The blood drains from his face. Then, he scowls. “He doesn’t get to ask anything of me.”

I knew the name would land heavily. But it’s the truth.

Stephen. Reed’s concertmaster. His protégé. His friend.

The man who stood beside him on stage for a decade. The man who stood beside his wife when Reed wasn’t looking.

“Stephen Maxwell.” It comes out like a ragged sigh. Then he laughs darkly, rage flickering behind his eyes. His fists clench and unclench as he paces. “That music is gone.”

“You know better.”

He faces me, hands on his hips. “What does that mean?”

I step closer. “Without another copy, how could I have sent the letter?
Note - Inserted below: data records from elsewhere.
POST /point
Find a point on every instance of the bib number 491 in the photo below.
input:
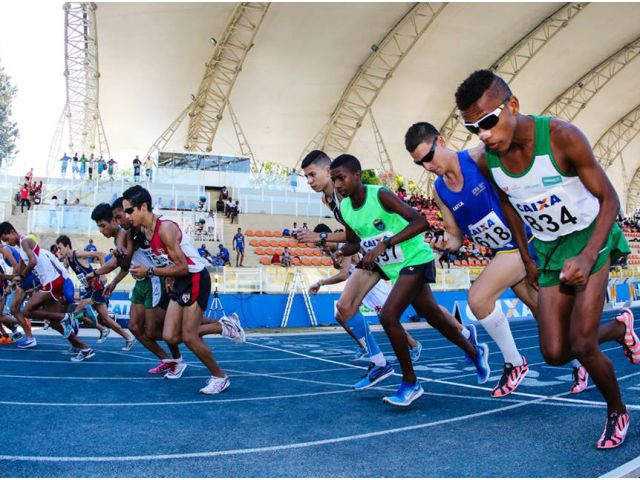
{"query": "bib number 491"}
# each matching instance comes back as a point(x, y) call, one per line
point(547, 222)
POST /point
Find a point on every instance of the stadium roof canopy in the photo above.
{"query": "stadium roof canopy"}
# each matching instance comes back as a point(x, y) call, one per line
point(152, 59)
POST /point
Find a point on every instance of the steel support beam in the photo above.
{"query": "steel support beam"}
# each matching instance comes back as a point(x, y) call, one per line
point(371, 77)
point(509, 65)
point(569, 103)
point(221, 73)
Analyzed your concerto with so much precision?” I work to keep my voice steady, though not defiant.

He pauses, stare bent toward the floor until I finish. “And how did said copy survive?”

“My mother was the orchestra librarian. She preserved it during your final rehearsal cycle.”

The memory rises. Closed doors. Limited personnel. Internal copies only. I was a young student then, hopeful to one day work with the great Reed North. Award-winning conductor, prolific composer, acclaimed violinist and pianist.

“She kept the reduction,” I continue. “Violin and piano. Later, it came to Stephen, who reconstructed the orchestration.”